Monthly leasing payments can be typically lower than financing payments because you are only paying for the portion of the vehicle you use; however, financing contracts can be more flexible when you want to sell or trade in the vehicle before the contract end date. Leasing contracts can be difficult and expensive to break.
In either borrowing scenario, you should know your credit or FICO score. This is a numeric expression of your creditworthiness, ranging from 300 to over 800. It is based primarily on your your credit report information. Your ability to borrow money and interest rate you will be charged will be based on your credit score. The higher your credit score, the lower the interest rate you will typically be charged.
Finance and Lease Terms
Acquisition Fee: The fee charged by a leasing company to do the paperwork.
Book Value: The published value of a used car.
Capitalize Cost: The amount of money you finance in a lease.
Closed-End Lease: The leasing company assumes all the risk that the vehicle's value at the end of the lease is not less than the estimated residual value.
Dealer Invoice: What a dealer pays the manufacturer for the vehicle.
Depreciation: A vehicle's drop in value as a result of being sold and aging.
Down Payment: Any money you put down to reduce a vehicle's price.
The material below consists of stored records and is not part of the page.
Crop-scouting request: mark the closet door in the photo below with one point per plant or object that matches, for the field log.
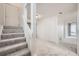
(11, 15)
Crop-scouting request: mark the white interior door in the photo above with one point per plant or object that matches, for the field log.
(11, 16)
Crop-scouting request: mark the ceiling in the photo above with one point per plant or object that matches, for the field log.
(51, 9)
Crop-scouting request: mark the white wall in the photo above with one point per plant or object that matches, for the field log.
(47, 29)
(63, 21)
(9, 15)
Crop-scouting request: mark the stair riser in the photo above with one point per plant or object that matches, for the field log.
(10, 42)
(11, 36)
(12, 31)
(3, 53)
(27, 54)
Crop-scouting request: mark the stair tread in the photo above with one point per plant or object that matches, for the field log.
(10, 33)
(11, 27)
(20, 52)
(1, 41)
(11, 46)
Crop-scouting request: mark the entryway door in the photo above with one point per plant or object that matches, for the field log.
(11, 15)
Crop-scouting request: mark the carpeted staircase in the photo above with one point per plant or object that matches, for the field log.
(13, 42)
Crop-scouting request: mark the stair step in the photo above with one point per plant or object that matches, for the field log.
(12, 48)
(12, 35)
(23, 52)
(12, 41)
(12, 27)
(12, 31)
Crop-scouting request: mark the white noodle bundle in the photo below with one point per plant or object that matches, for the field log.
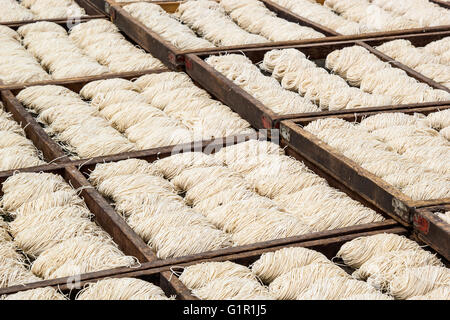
(417, 58)
(274, 226)
(232, 194)
(372, 16)
(23, 188)
(290, 285)
(439, 48)
(233, 288)
(80, 255)
(199, 275)
(54, 9)
(13, 11)
(425, 13)
(168, 27)
(255, 206)
(8, 32)
(209, 20)
(273, 264)
(39, 236)
(440, 293)
(359, 67)
(51, 221)
(444, 216)
(369, 296)
(148, 224)
(381, 269)
(4, 235)
(182, 241)
(93, 88)
(64, 59)
(47, 293)
(176, 164)
(101, 40)
(13, 270)
(146, 205)
(191, 177)
(426, 190)
(15, 150)
(336, 288)
(316, 84)
(18, 65)
(248, 149)
(419, 281)
(439, 120)
(86, 134)
(156, 213)
(193, 114)
(358, 251)
(117, 187)
(121, 289)
(150, 80)
(104, 171)
(254, 17)
(445, 133)
(322, 15)
(266, 89)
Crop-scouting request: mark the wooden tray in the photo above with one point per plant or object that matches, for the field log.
(370, 187)
(91, 11)
(261, 116)
(164, 277)
(51, 150)
(432, 230)
(399, 32)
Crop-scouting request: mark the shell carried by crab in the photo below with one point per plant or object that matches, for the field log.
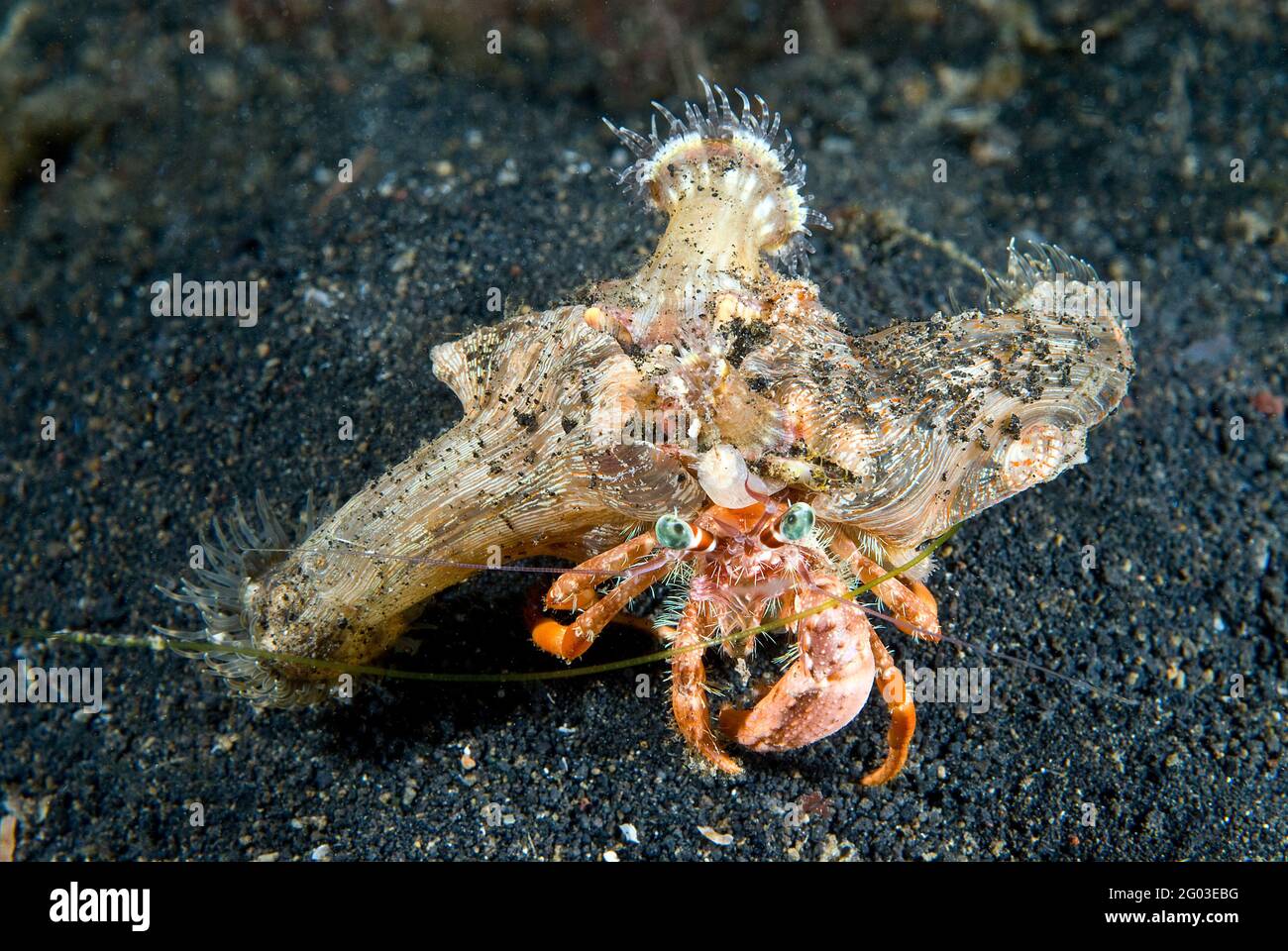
(795, 462)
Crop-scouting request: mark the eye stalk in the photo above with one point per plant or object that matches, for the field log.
(673, 531)
(797, 522)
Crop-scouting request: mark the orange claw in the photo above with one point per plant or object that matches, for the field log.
(823, 689)
(571, 641)
(903, 715)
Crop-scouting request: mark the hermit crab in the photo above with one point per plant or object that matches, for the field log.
(712, 412)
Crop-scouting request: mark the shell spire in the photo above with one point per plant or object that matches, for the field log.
(733, 158)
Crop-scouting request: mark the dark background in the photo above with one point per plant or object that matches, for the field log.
(481, 171)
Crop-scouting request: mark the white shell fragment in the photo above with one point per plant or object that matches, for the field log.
(722, 475)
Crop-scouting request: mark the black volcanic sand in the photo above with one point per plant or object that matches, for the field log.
(218, 166)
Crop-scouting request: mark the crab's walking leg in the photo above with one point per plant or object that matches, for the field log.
(576, 589)
(570, 641)
(903, 715)
(823, 688)
(690, 688)
(910, 602)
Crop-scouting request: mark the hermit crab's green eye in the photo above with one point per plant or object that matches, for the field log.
(798, 522)
(673, 531)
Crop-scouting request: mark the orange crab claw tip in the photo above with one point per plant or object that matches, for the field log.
(558, 639)
(732, 720)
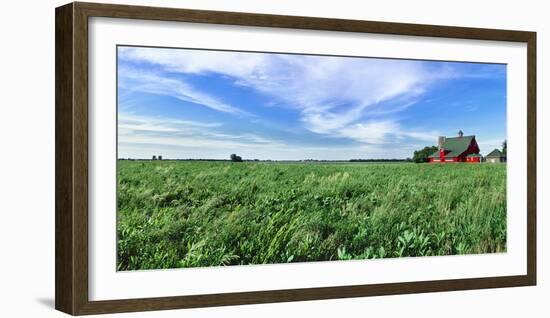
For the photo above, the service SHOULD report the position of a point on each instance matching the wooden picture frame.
(71, 156)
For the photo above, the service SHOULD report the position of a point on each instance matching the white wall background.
(27, 158)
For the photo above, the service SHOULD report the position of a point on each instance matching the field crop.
(188, 214)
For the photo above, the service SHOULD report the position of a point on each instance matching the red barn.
(456, 149)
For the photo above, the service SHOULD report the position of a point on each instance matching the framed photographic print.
(211, 158)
Interest Rate: The yearly cost of credit when you finance or lease, expressed as a percentage.
Monroney Label: The price and features disclosure on the window of a new vehicle.
MSRP: Manufacturer's Suggested Retail Price. This is the price posted on the Monroney Label.
Open-End Lease: You assume the risk that vehicle's value at the end of the lease is not less than the estimated residual value.
Pay-off Amount: The amount you still owe on a trade-in vehicle.
Purchase Option Fee: A charge the leasing company may charge you if you want to purchase a vehicle at the end of a lease.
Rebates: Incentives, usually cash, which a manufacturer provides toward the sale or lease of a vehicle.
Reconditioning Reserve: A security deposit held by the leasing company to pay for any damage to the vehicle at the end of a lease.
Residual Value: When leasing, it is the predicted dollar value at the end of a lease.
Sales Tax: The percentage of the transaction price paid to the state.
Trade-in Value: The amount of money your current vehicle is worth toward the purchase or lease of a new vehicle.
Upside-down Loan: When you owe more a vehicle than it is actually worth. Also known as negative equity.